Aujourd’hui, on peut parler d’une véritable déstabilisation des réseaux électriques européens, accompagnée de craintes de blackouts rappelées à plusieurs reprises. Cette situation compromet la pleine électrification des usages, qui suppose non seulement une électricité propre, mais aussi une électricité puissante, abondante, peu coûteuse et non intermittente.
Prenons un exemple concret : l’électricité française est aujourd’hui presque totalement décarbonée, avec seulement 30 g de CO par kWh produit. Elle provient à 76 % du nucléaire et à 13 % de l’hydroélectricité.
À la même heure, l’Allemagne émet 496 g de CO par kWh, soit environ 16 à 17 fois plus, avec un mix composé de 19 % d’éolien, 30 % de charbon et 23 % de gaz. La Pologne atteint 767 g, la Grande-Bretagne 340 g, et l’Irlande 400 g.

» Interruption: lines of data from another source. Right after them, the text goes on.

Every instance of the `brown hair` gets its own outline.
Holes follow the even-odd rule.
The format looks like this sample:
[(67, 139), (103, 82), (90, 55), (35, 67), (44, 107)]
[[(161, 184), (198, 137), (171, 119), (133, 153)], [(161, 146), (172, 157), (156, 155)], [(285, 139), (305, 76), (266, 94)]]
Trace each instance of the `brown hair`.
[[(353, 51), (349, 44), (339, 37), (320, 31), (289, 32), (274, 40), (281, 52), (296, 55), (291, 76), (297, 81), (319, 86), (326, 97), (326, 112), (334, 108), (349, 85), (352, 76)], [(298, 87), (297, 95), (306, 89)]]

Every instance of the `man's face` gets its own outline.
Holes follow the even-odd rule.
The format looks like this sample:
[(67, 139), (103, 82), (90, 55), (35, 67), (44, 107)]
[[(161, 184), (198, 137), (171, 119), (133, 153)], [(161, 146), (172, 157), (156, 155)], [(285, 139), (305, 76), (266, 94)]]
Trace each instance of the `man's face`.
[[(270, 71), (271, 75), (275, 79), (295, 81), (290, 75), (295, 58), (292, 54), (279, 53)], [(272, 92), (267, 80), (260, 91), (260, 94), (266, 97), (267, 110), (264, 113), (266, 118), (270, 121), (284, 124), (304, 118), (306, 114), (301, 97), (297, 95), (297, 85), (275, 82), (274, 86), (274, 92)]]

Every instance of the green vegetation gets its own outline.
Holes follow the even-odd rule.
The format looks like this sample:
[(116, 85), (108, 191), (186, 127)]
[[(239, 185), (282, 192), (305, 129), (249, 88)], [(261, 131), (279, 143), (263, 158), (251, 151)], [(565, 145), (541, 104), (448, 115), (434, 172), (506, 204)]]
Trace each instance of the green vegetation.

L’électrification des usages n’a donc de sens que si le mix électrique est véritablement décarboné. Or, on observe d’immenses disparités entre les pays européens : la France figure parmi les meilleurs élèves, quand d’autres accumulent un important retard. Le véritable enjeu n’est donc pas seulement de substituer les énergies fossiles par l’électricité, mais d’amener les pays les plus carbonés à adopter un mix aussi propre que celui de la France.
Tant que l’électricité ne sera pas abondante, bon marché, décarbonée, stable et pilotable, l’électrification massive restera un mythe. Et aujourd’hui, trop de pays européens sont encore à la traîne sur ces critères essentiels.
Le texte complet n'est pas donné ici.